# Catholic Church's creedal basis...?



## Laura (Jun 29, 2005)

*Catholic Church\'s creedal basis...?*

Hi all,

I'm fairly ignorant about how the Catholic Church has changed (if it has at all) since the Reformation, and in studying the WCF with Gordon Clark's commentary, I'm coming across some outrageous things quoted from the Council of Trent. I'm supposing that since Clark quotes them in a modern book, the RCC still upholds most everything that came out of Trent. Am I right, or have there been significant changes to their doctrine? Also, the book was published over 50 years ago. Has there been much change since then?

For example, the RCC responded to the Reformers' discovery of assurance of faith with a condemnation for whomever claimed to have remission of sins. Is that still actually their doctrine? 

Thanks for any help ahead of time.

[Edited on 6-29-2005 by Laura]


----------



## Arch2k (Jun 29, 2005)

Rome has never repented of her anathamas of Trent. Her doctrine of infallability does not allow her to do so. 

She is just as apostate as the day she drafted Trent.


----------



## Laura (Jun 29, 2005)

Wait, so what does that doctrine of infallibility cover? Not Scripture, right? Just church authority in general?


----------



## Arch2k (Jun 29, 2005)

> _Originally posted by Laura_
> Wait, so what does that doctrine of infallibility cover? Not Scripture, right? Just church authority in general?

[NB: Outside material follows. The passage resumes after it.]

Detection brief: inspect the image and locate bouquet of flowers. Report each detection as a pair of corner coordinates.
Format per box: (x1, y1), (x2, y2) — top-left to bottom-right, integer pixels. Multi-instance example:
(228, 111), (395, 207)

Pretty much. Theoretically, the church, when it speaks officially, it is as good as gold...forever. She can't change without contridicting herself.


----------



## WrittenFromUtopia (Jun 29, 2005)

That's why they're not Christians. Trent.


----------



## Laura (Jun 29, 2005)

Yikes.


----------



## VirginiaHuguenot (Jun 29, 2005)

Trent is still in force. Vatican II, however, is also in force (unless you ask Mel Gibson  ). The documents of Vatican II and the Catholic Catechism are worth reviewing. 

Incidentally, the dogma of infallibility was only invented around 1869, I think, by Vatican I. The Marian dogmas were invented in the last 150 years or so. Rome changes, but never reforms.


----------



## Scott (Jun 30, 2005)

Laura: The best sources for identifying understanding official Catholic doctrine are The Catechism of the Catholic Church and The Catholic Encyclopedia. Official Rome still holds officially to Trent but in practice much of it has been left behind. And, in the event you have not talked to many rank and file Catholics, most do not believe official doctrines anyway. Most are basically secular relativists. Exceptions would be zealous Catholics you find on Catholic chat boards and the like. But the ones you are likely to run into in real life usually know very little of their religion (and care little too).


----------